As the complexity of our organizations increase over time, prototyping and experimenting become more important. Unknowns, ambiguity, and risk drive project teams to “try stuff out” before building and/or buying. As BAs, we need to identify the high-risk features that are most likely to change and use experiments and prototypes to get to clearer requirements. It is okay that our stakeholders do not have all the answers, many times an experiment or prototype will show them what they need to clarify their requirements.

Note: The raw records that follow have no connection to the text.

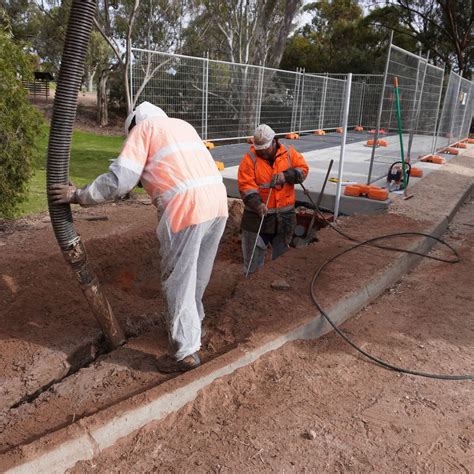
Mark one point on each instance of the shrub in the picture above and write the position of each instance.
(20, 126)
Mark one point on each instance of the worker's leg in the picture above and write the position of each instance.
(279, 245)
(207, 255)
(179, 256)
(248, 242)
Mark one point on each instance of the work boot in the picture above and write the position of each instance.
(169, 365)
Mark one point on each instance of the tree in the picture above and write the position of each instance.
(152, 24)
(443, 27)
(243, 31)
(339, 39)
(20, 125)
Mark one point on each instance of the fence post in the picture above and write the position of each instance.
(301, 100)
(205, 89)
(323, 103)
(415, 119)
(258, 114)
(437, 124)
(453, 116)
(362, 97)
(347, 100)
(131, 78)
(468, 99)
(379, 116)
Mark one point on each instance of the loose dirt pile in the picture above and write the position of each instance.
(317, 406)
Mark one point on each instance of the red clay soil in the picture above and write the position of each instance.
(47, 332)
(317, 406)
(54, 369)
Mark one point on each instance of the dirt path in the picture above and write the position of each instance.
(317, 406)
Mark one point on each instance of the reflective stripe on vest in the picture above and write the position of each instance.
(254, 159)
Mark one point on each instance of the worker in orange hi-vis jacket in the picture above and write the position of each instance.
(268, 167)
(177, 171)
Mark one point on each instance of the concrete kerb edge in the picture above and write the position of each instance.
(83, 444)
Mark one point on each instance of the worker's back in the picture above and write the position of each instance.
(179, 175)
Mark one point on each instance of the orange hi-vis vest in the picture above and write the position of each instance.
(176, 170)
(255, 175)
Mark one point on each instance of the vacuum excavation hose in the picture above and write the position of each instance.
(64, 114)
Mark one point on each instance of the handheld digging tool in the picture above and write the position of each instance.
(298, 241)
(258, 235)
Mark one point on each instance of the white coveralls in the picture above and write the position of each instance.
(178, 172)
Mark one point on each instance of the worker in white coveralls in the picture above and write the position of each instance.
(177, 171)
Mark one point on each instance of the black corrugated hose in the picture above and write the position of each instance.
(59, 147)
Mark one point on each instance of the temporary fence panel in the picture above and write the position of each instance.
(174, 83)
(456, 114)
(420, 89)
(233, 92)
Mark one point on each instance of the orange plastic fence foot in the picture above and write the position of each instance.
(379, 143)
(436, 159)
(451, 151)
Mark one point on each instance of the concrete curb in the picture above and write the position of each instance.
(60, 450)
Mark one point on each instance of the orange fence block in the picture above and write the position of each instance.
(436, 159)
(379, 143)
(451, 151)
(366, 190)
(416, 172)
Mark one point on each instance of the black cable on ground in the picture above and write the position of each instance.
(371, 242)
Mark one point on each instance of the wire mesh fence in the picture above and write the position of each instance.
(420, 86)
(456, 114)
(226, 101)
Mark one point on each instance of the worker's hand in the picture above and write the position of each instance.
(277, 179)
(261, 210)
(63, 193)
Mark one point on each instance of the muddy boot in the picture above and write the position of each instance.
(169, 365)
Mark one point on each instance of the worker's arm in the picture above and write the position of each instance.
(124, 174)
(299, 170)
(248, 187)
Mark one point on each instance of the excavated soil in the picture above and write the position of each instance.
(317, 406)
(56, 368)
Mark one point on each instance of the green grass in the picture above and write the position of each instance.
(89, 158)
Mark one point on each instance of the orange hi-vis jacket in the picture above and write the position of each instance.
(175, 168)
(255, 175)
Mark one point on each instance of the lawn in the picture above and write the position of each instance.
(89, 158)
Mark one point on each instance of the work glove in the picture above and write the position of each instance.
(261, 209)
(277, 179)
(63, 193)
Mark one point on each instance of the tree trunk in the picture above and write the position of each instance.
(102, 109)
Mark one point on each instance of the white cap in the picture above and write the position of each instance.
(263, 137)
(143, 112)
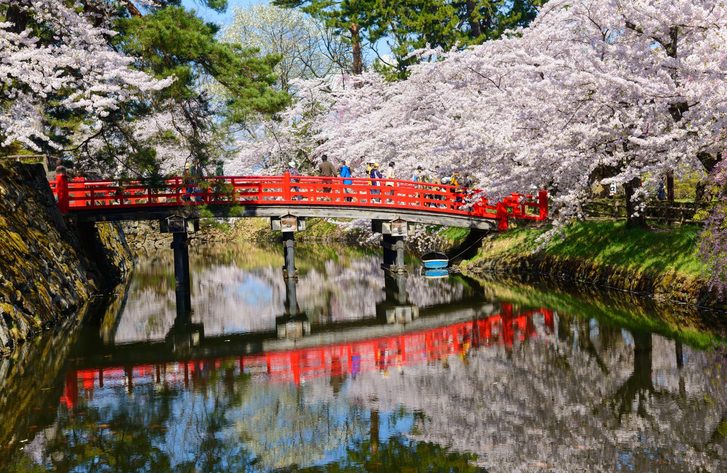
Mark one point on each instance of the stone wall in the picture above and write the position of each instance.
(49, 270)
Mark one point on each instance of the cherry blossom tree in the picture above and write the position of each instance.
(56, 61)
(714, 237)
(614, 90)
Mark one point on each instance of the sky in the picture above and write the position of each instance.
(221, 19)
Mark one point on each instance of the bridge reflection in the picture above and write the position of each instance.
(405, 348)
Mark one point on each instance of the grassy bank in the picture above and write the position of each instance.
(662, 262)
(616, 309)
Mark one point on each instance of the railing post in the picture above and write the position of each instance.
(62, 191)
(501, 217)
(543, 204)
(286, 187)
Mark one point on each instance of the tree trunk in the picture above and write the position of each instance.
(475, 28)
(17, 18)
(633, 220)
(670, 186)
(356, 49)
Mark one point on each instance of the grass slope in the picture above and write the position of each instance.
(652, 251)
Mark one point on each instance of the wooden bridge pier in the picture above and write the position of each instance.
(178, 227)
(396, 308)
(393, 236)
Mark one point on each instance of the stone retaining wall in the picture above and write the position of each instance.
(48, 270)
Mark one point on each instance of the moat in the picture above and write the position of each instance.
(349, 369)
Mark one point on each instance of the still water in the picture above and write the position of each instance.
(350, 370)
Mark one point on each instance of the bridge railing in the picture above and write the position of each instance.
(78, 195)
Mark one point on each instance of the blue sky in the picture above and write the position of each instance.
(220, 18)
(223, 19)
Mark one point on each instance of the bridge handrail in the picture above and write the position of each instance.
(79, 195)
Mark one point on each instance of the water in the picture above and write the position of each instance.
(347, 370)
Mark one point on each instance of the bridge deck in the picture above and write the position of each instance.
(303, 196)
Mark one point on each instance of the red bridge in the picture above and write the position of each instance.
(302, 196)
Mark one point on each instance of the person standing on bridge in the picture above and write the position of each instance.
(294, 173)
(326, 169)
(390, 175)
(345, 172)
(375, 176)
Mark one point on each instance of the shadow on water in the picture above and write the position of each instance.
(347, 368)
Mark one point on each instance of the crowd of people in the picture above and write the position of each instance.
(376, 177)
(372, 170)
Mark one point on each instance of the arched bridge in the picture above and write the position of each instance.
(301, 196)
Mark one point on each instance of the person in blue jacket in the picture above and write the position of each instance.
(345, 171)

Outdated Practice: Detailed Technical Specs

Do you find yourself writing detailed technical design specs that developers use for coding? If so, ask yourself if they help or hinder your process. Here are my concerns:

  1. Developers and their team (Tech Lead, architects, etc.) should be able to take relatively technically agnostic requirements and provide options and alternatives that meet stakeholder requirements.
  2. If you write technical specs without getting a shared understanding of the business requirements (sans technical details), will you really meet the needs of your end-user/customer? Your stakeholders are not experts in technology. They think they know what they want, but their narrow viewpoint may limit the solution. This approach might introduce risks and constraints that diminish potential value. It’s normal for stakeholders to express requirements this way, but it’s our job to reframe the requirement so that the technical team can use their expertise to bring options and alternatives to the table.

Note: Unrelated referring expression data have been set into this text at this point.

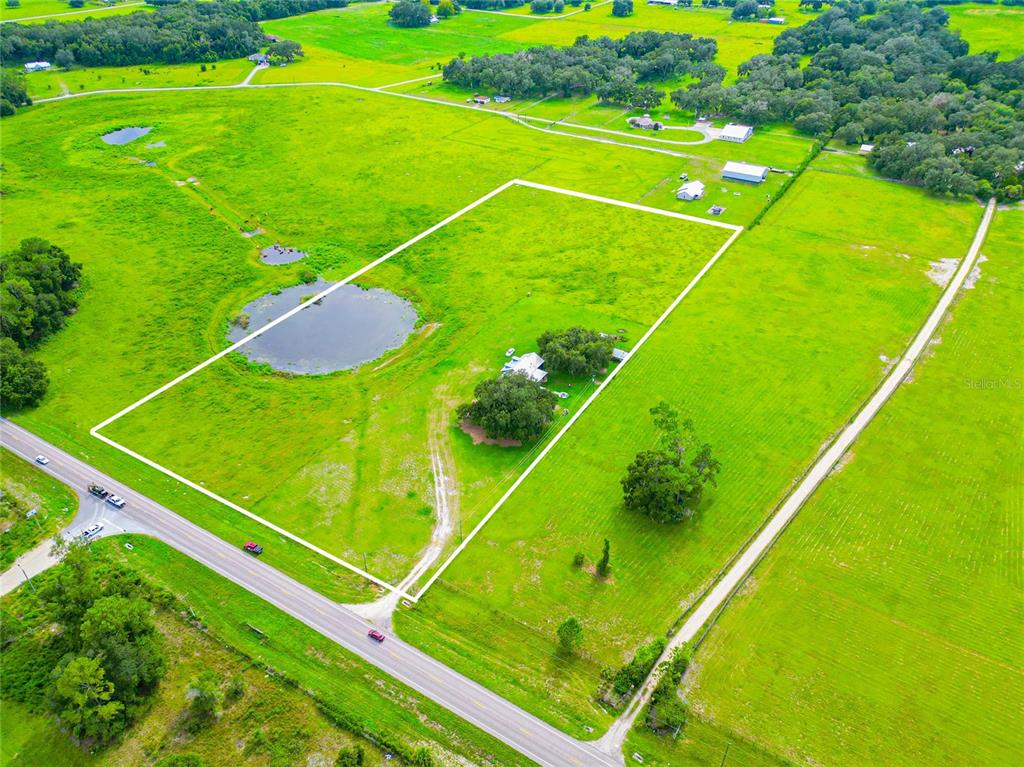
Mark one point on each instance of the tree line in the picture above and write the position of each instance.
(939, 117)
(37, 293)
(178, 33)
(612, 69)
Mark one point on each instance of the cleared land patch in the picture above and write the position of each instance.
(892, 608)
(764, 356)
(343, 461)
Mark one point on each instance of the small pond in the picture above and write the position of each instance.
(125, 135)
(279, 254)
(346, 329)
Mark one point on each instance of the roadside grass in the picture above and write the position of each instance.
(305, 661)
(343, 175)
(29, 8)
(343, 460)
(58, 82)
(271, 723)
(888, 618)
(987, 28)
(770, 355)
(53, 503)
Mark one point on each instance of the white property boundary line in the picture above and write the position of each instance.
(94, 431)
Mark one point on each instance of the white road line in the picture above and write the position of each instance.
(814, 477)
(400, 589)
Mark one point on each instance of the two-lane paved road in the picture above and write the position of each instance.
(493, 714)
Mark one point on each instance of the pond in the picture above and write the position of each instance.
(346, 329)
(125, 135)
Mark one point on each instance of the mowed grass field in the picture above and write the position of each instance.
(344, 461)
(341, 174)
(769, 356)
(886, 625)
(988, 28)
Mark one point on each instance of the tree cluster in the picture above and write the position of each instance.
(939, 118)
(667, 483)
(510, 408)
(13, 92)
(173, 34)
(589, 66)
(100, 664)
(37, 293)
(578, 351)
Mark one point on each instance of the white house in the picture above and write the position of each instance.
(744, 172)
(690, 190)
(735, 133)
(528, 365)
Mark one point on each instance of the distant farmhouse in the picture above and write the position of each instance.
(528, 365)
(645, 123)
(690, 190)
(744, 172)
(735, 133)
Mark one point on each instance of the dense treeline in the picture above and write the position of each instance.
(99, 658)
(599, 66)
(939, 118)
(173, 34)
(37, 283)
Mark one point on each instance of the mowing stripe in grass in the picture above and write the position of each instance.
(94, 431)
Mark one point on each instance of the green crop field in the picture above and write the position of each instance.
(53, 503)
(890, 611)
(344, 461)
(771, 354)
(165, 264)
(995, 28)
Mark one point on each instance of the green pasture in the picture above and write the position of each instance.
(32, 8)
(769, 355)
(888, 619)
(343, 460)
(988, 28)
(58, 82)
(165, 263)
(290, 674)
(53, 502)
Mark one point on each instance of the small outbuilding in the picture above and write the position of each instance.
(690, 190)
(528, 365)
(744, 172)
(736, 133)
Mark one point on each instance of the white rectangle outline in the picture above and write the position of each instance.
(94, 431)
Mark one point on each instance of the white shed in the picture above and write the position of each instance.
(690, 190)
(744, 172)
(735, 133)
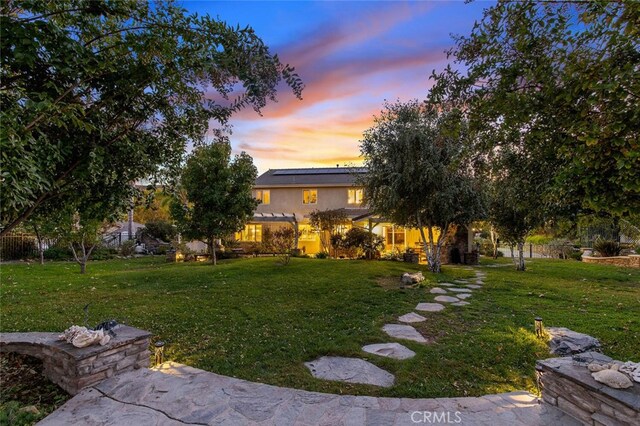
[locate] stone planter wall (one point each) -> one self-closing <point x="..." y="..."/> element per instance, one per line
<point x="631" y="261"/>
<point x="570" y="388"/>
<point x="74" y="368"/>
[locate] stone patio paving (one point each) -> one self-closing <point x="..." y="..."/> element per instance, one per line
<point x="175" y="394"/>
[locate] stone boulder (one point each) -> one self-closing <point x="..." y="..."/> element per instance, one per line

Outdated Process: Shared Understanding Through Text-Based Templates

Say goodbye to the days of multi-hour meetings to review and approve giant requirements text templates, line………line. Was this ever a good practice? I would say no, but many organizations take this long, slow and painful path to shared understanding because they don’t see an alternative.

But there is an alternative and it’s faster, with a better end result. Develop shared understanding iteratively through engaging conversations, structured workshops, and collaborative games that focus on:

  • Who (actor/user role group)
  • What (action the user group performs with the solution)
  • When (in what flow of other tasks, and under what conditions)
  • Why (why must this user perform the task)
  • Visuals for context
  • Matrices for detailed rules and logic
  • Non-Functional Requirements (System and feature level)

Then, after you reach shared understanding, you can complete your templates if needed. (I find that most organizations have trouble letting go of their templates, just like I can’t seem to part with my old Walkman and my rainbow colored hair scrunchie collection.)